Cette manière d'équilibrer les voix est néanmoins très avantageuse à l'œuvre de Tomasi, Andante et Scherzo. Le caractère semi-liciencieux des glissements harmoniques y trouve toute sa place, sans déborder. D'ailleurs, s'il fallait y chercher des caractéristiques de la musique française, il faudrait encore hésiter entre ses influences très maîtrisées et la retenue dont Jean Raffard fait preuve jusque dans les accès de sensualité. La Pièce de Concert de Guy Ropartz et la Sonatine de Jacques Castérède offrent également des plages bien relativement dramatiques, curieusement endurantes, convenablement enfiévrées. Et ces caractères intermédiaires donnent lieu à des ambiguïtés passionnantes quoique fictives. Nous ne saurons peut-être jamais et nous nous délectons de ne savoir si le deuxième mouvement de la Sonatine de Castérède est mélancolique ou, au contraire, voluptueusement apaisé.

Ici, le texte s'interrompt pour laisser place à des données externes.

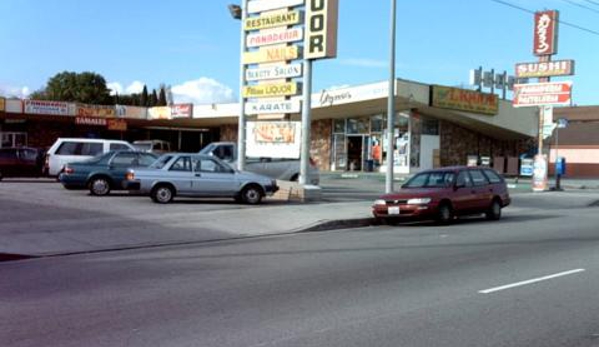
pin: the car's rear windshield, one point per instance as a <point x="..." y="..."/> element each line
<point x="440" y="179"/>
<point x="161" y="161"/>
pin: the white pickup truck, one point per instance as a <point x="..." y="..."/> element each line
<point x="281" y="169"/>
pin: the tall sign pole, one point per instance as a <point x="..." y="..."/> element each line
<point x="391" y="105"/>
<point x="242" y="119"/>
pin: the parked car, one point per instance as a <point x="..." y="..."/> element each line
<point x="104" y="172"/>
<point x="153" y="146"/>
<point x="281" y="169"/>
<point x="445" y="193"/>
<point x="195" y="175"/>
<point x="71" y="150"/>
<point x="21" y="162"/>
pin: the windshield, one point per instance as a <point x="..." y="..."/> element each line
<point x="161" y="161"/>
<point x="441" y="179"/>
<point x="208" y="149"/>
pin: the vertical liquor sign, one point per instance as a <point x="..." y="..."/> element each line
<point x="274" y="75"/>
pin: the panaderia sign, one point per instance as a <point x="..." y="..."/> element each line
<point x="464" y="100"/>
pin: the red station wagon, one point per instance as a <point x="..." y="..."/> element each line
<point x="445" y="193"/>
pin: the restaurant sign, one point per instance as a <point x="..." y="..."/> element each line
<point x="464" y="100"/>
<point x="53" y="108"/>
<point x="545" y="69"/>
<point x="273" y="20"/>
<point x="271" y="90"/>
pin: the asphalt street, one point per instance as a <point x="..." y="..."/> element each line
<point x="530" y="279"/>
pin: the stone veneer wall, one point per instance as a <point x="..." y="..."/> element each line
<point x="321" y="143"/>
<point x="457" y="143"/>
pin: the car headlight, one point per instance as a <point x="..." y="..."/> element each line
<point x="379" y="202"/>
<point x="419" y="201"/>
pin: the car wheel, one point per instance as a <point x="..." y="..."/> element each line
<point x="99" y="186"/>
<point x="494" y="212"/>
<point x="445" y="214"/>
<point x="251" y="195"/>
<point x="162" y="194"/>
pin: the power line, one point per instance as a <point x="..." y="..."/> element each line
<point x="575" y="26"/>
<point x="581" y="6"/>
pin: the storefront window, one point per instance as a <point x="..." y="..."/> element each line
<point x="339" y="126"/>
<point x="357" y="126"/>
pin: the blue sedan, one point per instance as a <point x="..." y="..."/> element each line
<point x="105" y="172"/>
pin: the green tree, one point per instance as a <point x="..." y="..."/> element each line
<point x="85" y="87"/>
<point x="143" y="99"/>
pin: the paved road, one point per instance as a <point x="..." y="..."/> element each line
<point x="413" y="285"/>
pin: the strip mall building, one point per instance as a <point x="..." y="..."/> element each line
<point x="434" y="126"/>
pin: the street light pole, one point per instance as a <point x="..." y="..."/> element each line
<point x="391" y="105"/>
<point x="241" y="13"/>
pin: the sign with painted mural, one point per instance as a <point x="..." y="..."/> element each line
<point x="116" y="124"/>
<point x="321" y="29"/>
<point x="274" y="139"/>
<point x="273" y="107"/>
<point x="539" y="94"/>
<point x="545" y="69"/>
<point x="545" y="33"/>
<point x="273" y="20"/>
<point x="271" y="54"/>
<point x="271" y="90"/>
<point x="275" y="37"/>
<point x="95" y="111"/>
<point x="52" y="108"/>
<point x="255" y="6"/>
<point x="274" y="72"/>
<point x="181" y="111"/>
<point x="464" y="100"/>
<point x="159" y="113"/>
<point x="92" y="121"/>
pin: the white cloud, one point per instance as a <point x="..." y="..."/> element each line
<point x="202" y="91"/>
<point x="134" y="88"/>
<point x="365" y="63"/>
<point x="10" y="91"/>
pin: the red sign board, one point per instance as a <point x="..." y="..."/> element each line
<point x="545" y="69"/>
<point x="545" y="33"/>
<point x="539" y="94"/>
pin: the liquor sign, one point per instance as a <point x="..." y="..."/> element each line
<point x="539" y="94"/>
<point x="273" y="20"/>
<point x="271" y="90"/>
<point x="275" y="37"/>
<point x="273" y="107"/>
<point x="93" y="121"/>
<point x="271" y="54"/>
<point x="274" y="72"/>
<point x="545" y="69"/>
<point x="256" y="6"/>
<point x="545" y="33"/>
<point x="321" y="29"/>
<point x="464" y="100"/>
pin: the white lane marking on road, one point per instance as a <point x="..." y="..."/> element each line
<point x="534" y="280"/>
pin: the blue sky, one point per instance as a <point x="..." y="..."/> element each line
<point x="193" y="45"/>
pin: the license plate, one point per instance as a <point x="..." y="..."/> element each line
<point x="393" y="210"/>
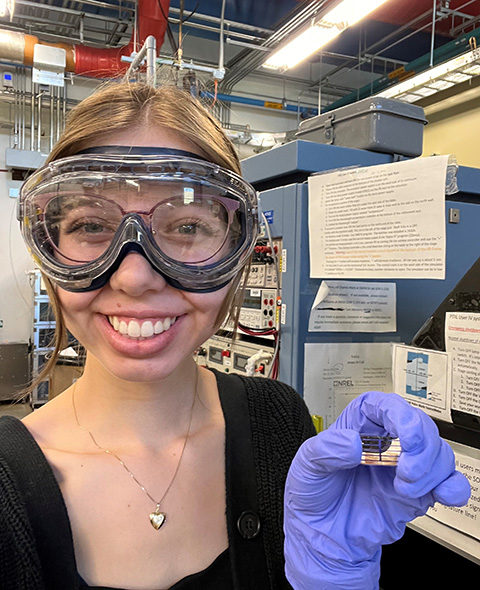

Le Capriccio de Boutry est sûrement le moment le plus spectaculaire du disque, pour autant que l'interprétation soit toujours d'une assez haute tenue pour que l'efficacité n'en soit plus emphatique. À l'inverse et comme dans la Cavatine de Saint-Saëns, nous aurions apprécié un dépouillement plus radical dans le Plain chant et Allegretto de Désenclos. Terminant avec le Morceau Symphonique d', l'œuvre la plus ancienne à son programme, Jean Raffard fait preuve d'une discipline et d'une application qui, décidément, nous semblent tempérer ses interprétations dans une enveloppe un peu corsetée. Ou bien, comme à la télé, est-ce la valeur documentaire de ces enregistrements qui, si prégnante, finit par en limiter la force d'expression ?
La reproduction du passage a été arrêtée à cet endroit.